Magu |
The fate of Ibrahim Magu as chairman of the Economic and Financial Crimes Commission will be decided by the legal advice of Vice-President Yemi Osinbajo and the Attorney General of the Federation, AGF, Mr. Abubakar Malami.
According to a Vanguard report, President Muhammadu Buhari is weighing two options on the fate of Mr. Ibrahim Magu as chairman of the Economic and Financial Crimes Commission, EFCC.
The two options limited to either forwarding his name again to the Senate or appointing a fresh nominee for the position, Vanguard learned, would be based on the legal advice of Vice-President Yemi Osinbajo and the Attorney General of the Federation, AGF, Mr.

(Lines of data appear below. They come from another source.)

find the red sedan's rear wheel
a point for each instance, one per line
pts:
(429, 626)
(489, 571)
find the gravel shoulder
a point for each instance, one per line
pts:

Abubakar Malami.
Meanwhile, senators fuming over the continued retention of Magu as acting chairman of the EFCC, are set to erode the president’s power to appoint persons to act endlessly in positions requiring Senate confirmation.
The proposal now in the works, according to Vanguard sources, has bipartisan support in the All Progressives Congress, APC, and Peoples Democratic Party, PDP, dominated Senate.
Vanguard gathered at the weekend that the Senate report on the screening and rejection of Magu as chairman of the EFCC has been received by the president who is studying the report and is also forwarding it to the vice-president and the AGF.
“I can tell you that the president has received the resolution on the matter of Magu and has forwarded the matter to the vice-president, who as you know, is a senior lawyer and also to the attorney general for advice,” presidential spokesman, Mallam Garba Shehu told Vanguard, yesterday.
He said the president would follow the two options open to him to either nominate him again or send another name, based on his consideration of the advice received from the duo of Osinbajo and Malami.
He, however, said the president would not act until he received the appropriate advice from the Vice-President and the AGF.
Shehu refused to be dragged into the issue of Magu continuing to act as chairman of the anti-graft agency.
Magu, who was first appointed as acting chairman of the EFCC in November, 2015, was first nominated to occupy the office in a substantive position in a letter to the Senate dated June 17, 2016 by Vice-President Yemi Osinbajo, while President Buhari was on medical vacation out of the country.
His screening was, however, delayed and did not come up for consideration until December when the Senate turned down the issue upon the unflattering report on the nominee by the DSS.
Following the president’s submission to the Senate to reconsider Magu for the position, the Senate penultimate Wednesday, screened him but rejected him and followed up with a report to the president to forward another person for the position.
However, Magu has continued to act as chairman of the agency drawing divided opinion from Nigerians.
“There is claim that the interpretation act has given the president the right to appoint someone in acting position for offices that he is constitutionally empowered to make appointments.
“But our dispute is, for how long can such persons act and should such persons continue to act even when they have been rejected by the Senate,” the ranking senator said.
“We have now resolved on how to move the issue forward and it would be through a bill to limit the duration that persons who act in such positions can stay in acting capacity,” the senior lawmaker said.
It was learned that, while the bill in the works is said to have proposed six months, it is likely to be cut down to three months at the end of Senate consideration.
The proposal, which is to come before the Senate in days, is expected to get expedited passage through the Senate on account of its endorsement by the Senate leadership.